Les partenaires sociaux négociaient une augmentation de la productivité des travailleurs du rail. A l’époque, il avait été convenu que le personnel travaillerait 38 ou 40 heures par semaine mais ne serait payé que pour 36 heures. Ces heures non payées seraient compensées par 13 jours de récupération, des jours dits de crédit, qui s’ajouteraient aux 24 jours de congés légaux des cheminots. Ces derniers abandonnaient dans l’affaire environ 2 % de salaire.

Mais ce n’est pas l’ensemble du système qui est menacé par la direction des chemins de fer depuis 2015. La réforme vise ce que la direction appelle des "anomalies" dans le système. Celui-ci dispose en effet que lorsque le cheminot ne travaille pas (car en maladie ou en congé par exemple) ses heures supplémentaires continuent à être compensées en jours de crédit.

La circulaire qui annule cette règle - et qui a fait bondir dans les rangs des travailleurs - prévoit la perte d’un jour de crédit par absence de 18 jours. "Si un cheminot prend 18 jours d’affilée de congé, il perd donc un jour de crédit", précise Michel Abdissi, président de la CGSP Cheminots. La circulaire fait donc grosso modo perdre deux à deux jours et demi de crédit par an.

Jours de circonstance menacés

Cette disposition a fait démarrer le mouvement de grève mercredi dans les ateliers de la SNCB où les travailleurs "effectuent un travail pénible" et dont les jours de récupération sont donc précieux, précise Philippe Dubois, secrétaire bruxellois de la CGSP Cheminots. "C’est la goutte qui a fait déborder le vase, le dossier de trop, ne cesse de répéter Michel Abdissi.
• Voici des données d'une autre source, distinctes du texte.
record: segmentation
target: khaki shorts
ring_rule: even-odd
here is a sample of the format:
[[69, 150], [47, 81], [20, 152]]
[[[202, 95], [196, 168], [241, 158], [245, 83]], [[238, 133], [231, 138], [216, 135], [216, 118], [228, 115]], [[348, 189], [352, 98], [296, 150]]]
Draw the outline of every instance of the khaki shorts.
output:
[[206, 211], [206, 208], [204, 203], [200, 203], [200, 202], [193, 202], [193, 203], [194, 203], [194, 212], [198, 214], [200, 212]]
Nous avons déjà fait des efforts substantiels en matière de productivité. Depuis le début de l’année, par exemple, on ne laisse plus le choix aux cheminots de récupérer le travail du dimanche, il est automatiquement payé. Aujourd’hui la direction souhaite supprimer certains jours de circonstances, pour les mariages ou les décès. La coupe est pleine."

A la CSC Transcom, on réfute également l’idée selon laquelle les cadres syndicaux furent "débordés" par leur base. "Le mouvement vient de la base, c’est indéniable, confie Mariane Lerouge pour la CSC Transcom. Mais nous soutenons cette action et les grévistes seront indemnisés." Et de revenir elle aussi sur la genèse du conflit : la réunion de la commission paritaire nationale de décembre 2015 où un protocole social fut adopté sans l’accord des syndicats. "Un premier coup de force", dénonce la CSC Transcom. La procédure fait d’ailleurs l’objet d’un recours au Conseil d’Etat qui ne s’est pas encore prononcé.

Au frigo

"Ensuite, nous avons négocié deux mois durant lesquels la direction a mis cette mesure sur les jours de crédit au frigo. Elle la ressort aujourd’hui dans une circulaire distribuée à tous les travailleurs, précise Mariane Lerouge. Les affiliés avaient fait grève surtout sur ce dossier en janvier. C’est donc la direction, qui ne pouvait ignorer les réactions que cela susciterait, qui a choisi ce moment."